6月も中旬に差し掛かり、いよいよ「今年度の新しい年金額」が初めて口座に振り込まれる15日の支給日が近づいてきました。
ご自宅のポストには、自治体からの住民税決定通知書や、日本年金機構からの年金額改定通知書が順次届き始めている頃かと思います。
2026年度の公的年金はプラス改定となりましたが、「額面は増えたはずなのに、税金や保険料が天引きされた後の実質的な手取りがあまり増えていない」と、釈然としない思いを抱く方もいるのではないでしょうか。
日々の食料品や電気代の価格高止まりを背景に、毎月のやり繰りの厳しさが続く今だからこそ、年金本体とは別に受け取れる「低所得者向けの上乗せ制度」が家計を助ける強力な防衛策となります。
しかし、どれほどありがたい制度でも、国は親切に自動で振り込んではくれません。「手元に届いたハガキや請求書を自ら提出しないと、一生0円のまま」という落とし穴が存在します。
本記事では、この給付金をもらえる人とそうでない人の境界線や、実際の受給データ、そして封筒の色に応じた窓口手続きの流れを詳しく解説します。
同世代の平均的なふところ事情とあわせて、ご自身がもらい損ねていないか今すぐチェックしてみましょう。
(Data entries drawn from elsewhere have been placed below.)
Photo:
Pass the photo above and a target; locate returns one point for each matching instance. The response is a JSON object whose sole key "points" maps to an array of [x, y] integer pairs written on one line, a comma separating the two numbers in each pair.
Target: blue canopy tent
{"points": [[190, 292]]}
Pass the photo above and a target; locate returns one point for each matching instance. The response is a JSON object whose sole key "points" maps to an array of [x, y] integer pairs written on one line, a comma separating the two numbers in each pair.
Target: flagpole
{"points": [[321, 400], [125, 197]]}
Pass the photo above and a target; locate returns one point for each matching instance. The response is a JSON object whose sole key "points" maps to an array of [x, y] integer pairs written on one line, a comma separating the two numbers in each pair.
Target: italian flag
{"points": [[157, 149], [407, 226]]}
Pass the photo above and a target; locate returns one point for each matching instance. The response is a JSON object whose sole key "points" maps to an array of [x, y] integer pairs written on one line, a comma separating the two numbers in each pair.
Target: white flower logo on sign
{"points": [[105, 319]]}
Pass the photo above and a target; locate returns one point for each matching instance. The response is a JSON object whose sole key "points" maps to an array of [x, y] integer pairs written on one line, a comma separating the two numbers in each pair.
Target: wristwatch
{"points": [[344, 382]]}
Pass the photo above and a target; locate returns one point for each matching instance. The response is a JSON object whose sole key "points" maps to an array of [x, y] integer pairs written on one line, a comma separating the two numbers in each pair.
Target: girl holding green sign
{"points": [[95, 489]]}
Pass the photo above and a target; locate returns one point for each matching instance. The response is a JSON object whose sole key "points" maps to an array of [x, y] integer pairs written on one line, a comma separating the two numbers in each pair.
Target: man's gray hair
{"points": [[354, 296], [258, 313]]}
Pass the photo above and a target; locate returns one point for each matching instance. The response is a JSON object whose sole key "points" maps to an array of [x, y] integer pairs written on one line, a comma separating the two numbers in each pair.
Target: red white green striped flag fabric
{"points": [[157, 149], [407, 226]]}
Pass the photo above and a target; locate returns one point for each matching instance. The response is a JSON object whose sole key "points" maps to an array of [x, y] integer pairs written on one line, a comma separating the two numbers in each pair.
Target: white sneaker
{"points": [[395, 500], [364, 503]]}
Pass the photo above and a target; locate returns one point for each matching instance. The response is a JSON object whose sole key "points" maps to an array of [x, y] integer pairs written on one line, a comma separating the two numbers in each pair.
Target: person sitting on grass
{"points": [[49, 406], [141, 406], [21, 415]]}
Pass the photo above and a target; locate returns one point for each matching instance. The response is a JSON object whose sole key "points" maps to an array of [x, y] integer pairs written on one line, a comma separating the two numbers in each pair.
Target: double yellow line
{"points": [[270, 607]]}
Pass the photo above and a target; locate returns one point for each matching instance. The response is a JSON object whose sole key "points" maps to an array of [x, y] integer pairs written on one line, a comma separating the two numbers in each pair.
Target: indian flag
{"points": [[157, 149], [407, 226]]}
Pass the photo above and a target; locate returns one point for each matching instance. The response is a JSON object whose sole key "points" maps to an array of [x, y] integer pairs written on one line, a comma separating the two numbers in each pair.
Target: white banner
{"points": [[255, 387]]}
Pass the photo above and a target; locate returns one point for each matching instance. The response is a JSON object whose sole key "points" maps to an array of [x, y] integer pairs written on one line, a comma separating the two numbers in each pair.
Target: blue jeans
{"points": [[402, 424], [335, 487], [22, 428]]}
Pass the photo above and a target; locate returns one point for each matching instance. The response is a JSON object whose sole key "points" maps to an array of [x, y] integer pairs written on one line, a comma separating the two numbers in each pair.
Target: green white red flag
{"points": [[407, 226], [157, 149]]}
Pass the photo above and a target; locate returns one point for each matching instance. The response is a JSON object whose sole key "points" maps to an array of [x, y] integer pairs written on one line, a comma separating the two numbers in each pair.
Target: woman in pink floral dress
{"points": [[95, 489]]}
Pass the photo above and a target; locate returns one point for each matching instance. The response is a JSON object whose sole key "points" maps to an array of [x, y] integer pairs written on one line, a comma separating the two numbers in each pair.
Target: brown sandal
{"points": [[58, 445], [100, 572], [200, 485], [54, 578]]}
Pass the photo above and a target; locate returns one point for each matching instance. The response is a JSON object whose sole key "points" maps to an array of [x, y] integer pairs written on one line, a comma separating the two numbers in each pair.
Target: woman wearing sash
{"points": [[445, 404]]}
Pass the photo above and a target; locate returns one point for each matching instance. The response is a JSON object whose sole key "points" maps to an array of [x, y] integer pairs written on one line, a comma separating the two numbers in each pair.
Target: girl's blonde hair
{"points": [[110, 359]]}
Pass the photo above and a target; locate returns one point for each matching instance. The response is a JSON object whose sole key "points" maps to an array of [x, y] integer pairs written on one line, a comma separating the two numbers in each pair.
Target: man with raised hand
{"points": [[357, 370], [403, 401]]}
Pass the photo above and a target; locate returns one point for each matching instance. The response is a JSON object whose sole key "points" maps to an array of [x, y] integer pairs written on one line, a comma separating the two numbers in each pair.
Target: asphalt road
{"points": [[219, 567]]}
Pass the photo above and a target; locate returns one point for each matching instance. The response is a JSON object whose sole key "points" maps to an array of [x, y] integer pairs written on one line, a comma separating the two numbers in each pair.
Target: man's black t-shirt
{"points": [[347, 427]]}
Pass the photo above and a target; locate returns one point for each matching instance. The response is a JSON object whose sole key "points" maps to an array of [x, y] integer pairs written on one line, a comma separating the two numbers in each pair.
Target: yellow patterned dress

1. 物価高から生活を守るセーフティネット。年金に上乗せして支払われるお金の仕組み
年金生活者支援給付金とは、公的年金の受給額に加えて支給される給付金のことで、次の3つの種類に分けられます。
- 老齢年金生活者支援給付金
- 障害年金生活者支援給付金
- 遺族年金生活者支援給付金
この制度は、「老齢」「障害」「遺族」のいずれかの基礎年金を受け取っている方で、公的年金などを含めた所得が一定の基準を下回る場合に、2カ月に1度支給されるものです。